After everything you've had to go through in the last few months, everything you're going through in these hours, and everything you'll have to go through, and everything the Germans, as a society and as individuals, share responsibility for, just 360 people have signed a letter in the last few days protesting against the genocide against you, against the starvation of your children. A large portion of them said absolutely nothing about it until last week. I know your situation. Your family's situation. I know it's a matter of days. If there was something you had to say, and I could publish it, what would it be?
His answer is:
“Dear Behzad,
These days, a heaviness weighs on my heart that I can barely bear. I only dream of being safe, of being fed, of seeing my daughters laugh every morning—not crying because I can't give them bread.
I'm tired, deeply tired, haunted by fears that steal my sleep. I live as if in a graveyard of days, and I don't know how much longer my strength will last.
I want to wake up to the sound of laughter, not to the empty tears of my daughters counting the hours until bread.
I long for a morning where hunger is not at the table, where security is not a borrowed dream that only sleep can grant me.
Here every night is a coffin, every morning a question: Will we see the next day?
Fear consumes the last remnants of my sleep. I drown in darkness, bearing the gaze of my children—as empty as their plates.

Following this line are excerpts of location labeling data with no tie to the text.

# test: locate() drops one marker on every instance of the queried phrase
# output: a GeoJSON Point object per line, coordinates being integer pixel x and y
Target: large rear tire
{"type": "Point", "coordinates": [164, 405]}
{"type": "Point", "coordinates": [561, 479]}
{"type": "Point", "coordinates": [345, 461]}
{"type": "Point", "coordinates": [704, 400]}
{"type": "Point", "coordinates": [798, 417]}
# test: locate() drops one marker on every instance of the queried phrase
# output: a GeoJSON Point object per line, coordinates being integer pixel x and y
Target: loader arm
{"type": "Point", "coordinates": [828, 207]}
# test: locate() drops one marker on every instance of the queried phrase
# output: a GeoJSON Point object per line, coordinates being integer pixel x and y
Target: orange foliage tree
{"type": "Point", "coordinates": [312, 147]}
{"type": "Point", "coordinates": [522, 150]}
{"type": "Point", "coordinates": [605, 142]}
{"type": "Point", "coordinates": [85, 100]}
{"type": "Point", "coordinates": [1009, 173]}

I can no longer breathe in this cemetery. The world must open up—so that we can live, so that they can grow, so that they can laugh without asking for bread.
Raed"
He doesn't write a single line about the signatures, about the signatories, about Germany.
I answer him:
“We don’t wake up hungry, Raed.
Our pillow is called guilt. And I don't know which is better.
Our night is not a coffin,
It's a tub. And everyone thinks they filled it with something else.
Indifference. Cynicism. Idiocy. Ignorance. Banality.
But it's always your fault, Raed.
It's always guilt.
I don't know what hunger does to you.
Guilt, in any case, deafens. It kills the senses and the mind.
I wake up and scroll through the dead children's bodies.
It's my ritual. My morning prayer.
My son is fourteen and I've seen him dead a thousand times.
I know what his body would look like if there was no life left.
What his limbs would look like, his face.
I have a frown between my eyebrows, Raed.
I call it Gaza.”
Yesterday, as if Merz had only waited for the request of the prominent cultural figures, Germany stopped arms exports to Israel .
Someone sends me another reel. It shows Ursula von der Leyen giving a speech. She's interrupted by the heckles of a pro-Palestinian or peace activist. And as two police officers twist his arm behind his back and arrest him, she calls after him that he's lucky to live in a country where there's a right to freedom of expression. In Russia, he would have been arrested by now.
And I think to myself that my lines, "Guilt, in any case, makes one deaf. Kills the senses and the mind," are perhaps meant more literally than I intended.